In middle school and high school, it is important to address these issues in the context of more comprehensive teaching about the human person and human sexuality. Some religious education programs have found that questions about sexual identity can be addressed, even indirectly, in classes that present the theology of the body, or through retreat programs that cover the person and sexual morality. Whenever parishes or dioceses implement programs addressing these issues for children and teens they might consider developing concurrent programs, or introductory presentations, for their parents as well.

What kinds of situations may arise in diocesan programs or the parish setting?

(Issues related to Catholic schools are treated separately under “Schools”.) Today’s culture—media, entertainment, business, education, medicine, and entertainment—increasingly promotes gender ideology in ways that inevitably affect Catholics of all ages. In addition, most Catholic youth attend public schools, which today promote gender ideology to students from kindergarten through high school graduation. Universities are among the environments most aggressively promoting gender ideology, often limiting countervailing arguments as well. Most students participating in parish or diocesan programs are likely to be familiar with the basic tenets of gender ideology, as this is the world in which they live.  They and their families may have uncritically incorporated the language and definitions of gender ideology or absorbed erroneous beliefs that a person could “change” sex or “transition” towards an identity at odds with biological sex. Some may believe that such identity issues are simply a matter of choice and that tolerance, or even Christian charity, requires them to “accept” and affirm all identities. In addition, some students may have family members who identify as members of the “LGBTQ” community or assert an identity at odds with biological sex.

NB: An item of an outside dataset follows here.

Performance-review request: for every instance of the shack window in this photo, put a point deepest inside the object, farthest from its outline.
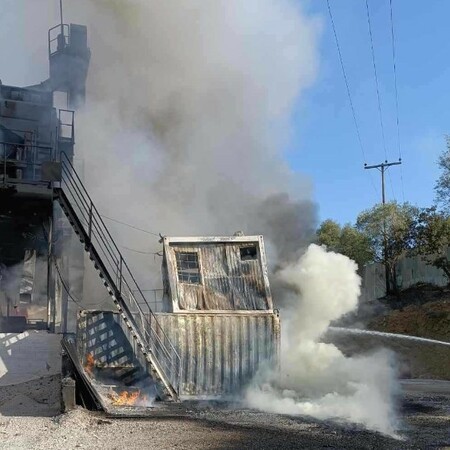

In determining how best to support Catholic families, parish and diocesan staff members need to understand as clearly as possible the impact of gender ideology in the lives of Catholics. Catholic youth ministers, for example, may find it helpful to be attentive to students’ language, their use of pronouns, and their conversations, to understand the extent to which students have been exposed to or accept gender ideology. Topical discussions about catechetical concepts, such as Creation, Redemption, the human person, and the sacraments, may surface questions about Christian anthropology versus gender ideology. Sacramental preparation programs will necessitate discussion of related concepts in age-appropriate ways.  In programs involving middle and high school students, a parish or diocese should anticipate that questions about identity and sexuality and Church teachings may arise or that students may present with family circumstances involving these issues. Generally speaking, it is best not to presume that Catholics—adults or children—have an explicit understanding of Catholic anthropology or a clear understanding of why the Church rejects gender ideology. Thus, parishes or dioceses may consider incorporating explanations of Christian anthropology, and critiques of gender ideology, into parish and diocesan programs for all ages.

If a situation involving sexual identity or “gender” arises in our parish youth group, religious education, or other parish ministry, how should I handle it?

Person and Identity Project resources are offered as a support and resource for parish and diocesan personnel, subject to the directions of a bishop or pastor. Questions related to sexual identity are complicated and often situation-dependent, but nevertheless affect a wider audience, potentially including the whole parish community or diocese. Thus, it is important for these situations to be resolved by the pastor or bishop according to diocesan policy. Parents choose a Catholic religious education program to faithfully transmit the teachings of the Catholic faith.  As successor to the Apostles, the Bishop has a responsibility to parents and their children to ensure that these teachings are faithfully handed on in parish religious education or other parish ministries, especially in complex situations. As a practical matter, it is important for the diocese to have a unified and consistent response and this requires clear direction from the local bishop.